A short while back I mentioned there was in interesting situation involving Julian Assange the founder of WikiLeaks. Rape charges were brought against him and then dropped almost as suddenly. It appears that the rape charges have been reinstated as well as the charges of molestation. Mr. Assange has stated the previous time these charges came up that he believed this to be a smear campaign and I actually find myself believing him.

It seems awfully convenient that these charges materialized so shortly after WikiLeaks posted confidential documents related to the war in Afghanistan. Fuel has just been added to the fire with the whole dropping of the charges due to lack of evidence only to have the charges brought back on the table. In my last post on this subject I mentioned the book Legacy of Ashes: The History of the CIA. One thing that book brings up is that a favorite way for the CIA to assassinate somebody is by sabotaging small personal aircraft. I’m just going to state that Mr. Assange would be wise not to get onto any small personal aircraft in the near future.

Rail Mounted Power

This is a neat idea that doesn’t seem to actually solve the problem it’s designed to. The Firearm Blog brought to our attention the Rifle Integrated Power Rail (RIPR). It’s pretty simple, a battery that provides power to rail mounted accessories through the rails. It seems like a novel idea since you’d no longer be required to carry additional batteries for every accessory on your rifle.

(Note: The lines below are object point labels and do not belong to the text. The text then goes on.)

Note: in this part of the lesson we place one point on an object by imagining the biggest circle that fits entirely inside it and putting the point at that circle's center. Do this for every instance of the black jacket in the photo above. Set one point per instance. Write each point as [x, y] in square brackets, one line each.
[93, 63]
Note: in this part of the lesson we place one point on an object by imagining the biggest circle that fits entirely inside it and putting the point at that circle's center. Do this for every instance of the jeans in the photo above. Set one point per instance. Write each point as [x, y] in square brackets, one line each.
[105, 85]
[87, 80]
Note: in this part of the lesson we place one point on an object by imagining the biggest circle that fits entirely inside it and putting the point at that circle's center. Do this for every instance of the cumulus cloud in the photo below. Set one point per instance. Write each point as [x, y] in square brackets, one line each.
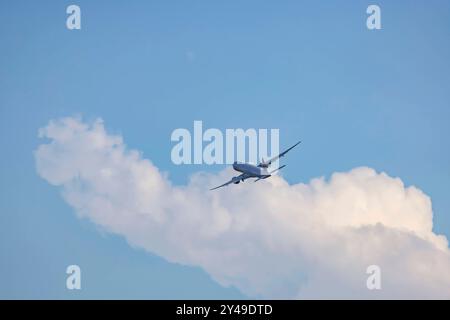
[269, 239]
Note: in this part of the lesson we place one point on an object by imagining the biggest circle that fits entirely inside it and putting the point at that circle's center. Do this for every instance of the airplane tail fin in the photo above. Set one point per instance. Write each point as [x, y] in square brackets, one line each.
[270, 173]
[279, 168]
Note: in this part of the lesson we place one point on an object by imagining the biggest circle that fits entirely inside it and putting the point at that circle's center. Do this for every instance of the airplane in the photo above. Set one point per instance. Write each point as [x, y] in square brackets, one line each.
[259, 171]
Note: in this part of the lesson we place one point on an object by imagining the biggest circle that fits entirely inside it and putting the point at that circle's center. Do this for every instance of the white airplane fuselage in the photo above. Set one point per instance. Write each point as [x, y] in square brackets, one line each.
[251, 170]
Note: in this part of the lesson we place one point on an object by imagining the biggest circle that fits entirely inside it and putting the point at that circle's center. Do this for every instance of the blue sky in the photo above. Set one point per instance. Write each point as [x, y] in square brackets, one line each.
[312, 69]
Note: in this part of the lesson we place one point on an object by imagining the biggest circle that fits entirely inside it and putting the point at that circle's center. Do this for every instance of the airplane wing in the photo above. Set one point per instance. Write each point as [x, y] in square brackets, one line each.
[233, 180]
[268, 163]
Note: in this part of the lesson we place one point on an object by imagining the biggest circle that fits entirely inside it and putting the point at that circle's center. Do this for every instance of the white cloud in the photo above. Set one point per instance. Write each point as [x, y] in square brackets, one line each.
[269, 239]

Of course there’s also the major downside; if the RIPR fails all of your accessories go down. This seems to eliminate and advantage considering the following:

We’re not that worried about a RIPR battery going tits up. You would of course carry spares with you. We’re more worried about the plug-in unit/rail (into which the RIPR battery is inserted) failing. If that goes down, you’re done–unless you have spare batteries for the individual accessories, of course.

So now you carry additional RIPR batteries as well as batteries for your individual accessories. That seems to add weight to both the rifle and your load out. Convergence is good in some situations and not so hot in others. Having a small portable computer in your pocket that can make phone calls, listen to music, browse the Internet, and act as a GPS navigator. The reason such devices work well is because losing all of those functions is a nuisance.

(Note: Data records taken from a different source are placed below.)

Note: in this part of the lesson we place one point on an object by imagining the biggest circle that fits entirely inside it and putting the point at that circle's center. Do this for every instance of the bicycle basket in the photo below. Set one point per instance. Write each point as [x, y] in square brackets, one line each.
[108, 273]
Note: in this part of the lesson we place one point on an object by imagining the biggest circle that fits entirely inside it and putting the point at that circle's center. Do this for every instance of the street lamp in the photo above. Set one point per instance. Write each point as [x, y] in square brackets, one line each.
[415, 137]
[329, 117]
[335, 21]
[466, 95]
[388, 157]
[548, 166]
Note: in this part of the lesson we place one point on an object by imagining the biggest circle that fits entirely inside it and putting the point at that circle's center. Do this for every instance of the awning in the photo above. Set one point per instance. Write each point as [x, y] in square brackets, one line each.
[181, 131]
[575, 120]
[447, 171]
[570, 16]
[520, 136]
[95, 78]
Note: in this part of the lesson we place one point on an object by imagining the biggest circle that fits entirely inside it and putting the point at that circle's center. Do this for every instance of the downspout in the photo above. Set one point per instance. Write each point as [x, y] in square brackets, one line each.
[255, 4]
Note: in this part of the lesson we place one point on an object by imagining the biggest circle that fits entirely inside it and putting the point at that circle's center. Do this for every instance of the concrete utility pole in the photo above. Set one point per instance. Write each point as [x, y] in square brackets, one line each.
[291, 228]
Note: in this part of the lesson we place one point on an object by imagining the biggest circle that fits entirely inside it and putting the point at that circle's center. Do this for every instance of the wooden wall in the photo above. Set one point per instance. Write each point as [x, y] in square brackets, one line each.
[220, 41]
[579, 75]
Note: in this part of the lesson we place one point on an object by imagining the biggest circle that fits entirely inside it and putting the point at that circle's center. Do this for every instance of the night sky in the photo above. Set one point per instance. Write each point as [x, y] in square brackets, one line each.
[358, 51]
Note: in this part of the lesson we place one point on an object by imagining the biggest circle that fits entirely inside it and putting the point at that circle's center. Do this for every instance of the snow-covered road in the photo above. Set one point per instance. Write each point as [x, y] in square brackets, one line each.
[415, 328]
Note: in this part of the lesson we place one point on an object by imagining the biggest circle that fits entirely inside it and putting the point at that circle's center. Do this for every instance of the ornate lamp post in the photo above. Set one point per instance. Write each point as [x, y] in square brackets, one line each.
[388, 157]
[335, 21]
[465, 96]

Convergence doesn’t work so well when redundancy is critical. For instance a RAID 5 array on a server prevents a system from dying if any single hard drive fails. RAID 0 on the other hand means your entire server will die if any single drive dies. The reason servers generally use RAID 5 is because having the entire system go down if a single drive fails is not acceptable. Once the system is down anything that relies on that server is now useless. The same would go for the RIPR, if it fails every power-using accessory on your gun dies. If these accessories include a flashlight or some kind of night optic requiring power your rifle is now pretty useless in the dark. Personally given the size of the RIPR and the fact that you would still need to carry batteries for individual accessories I feel it’s a solution in search of a problem.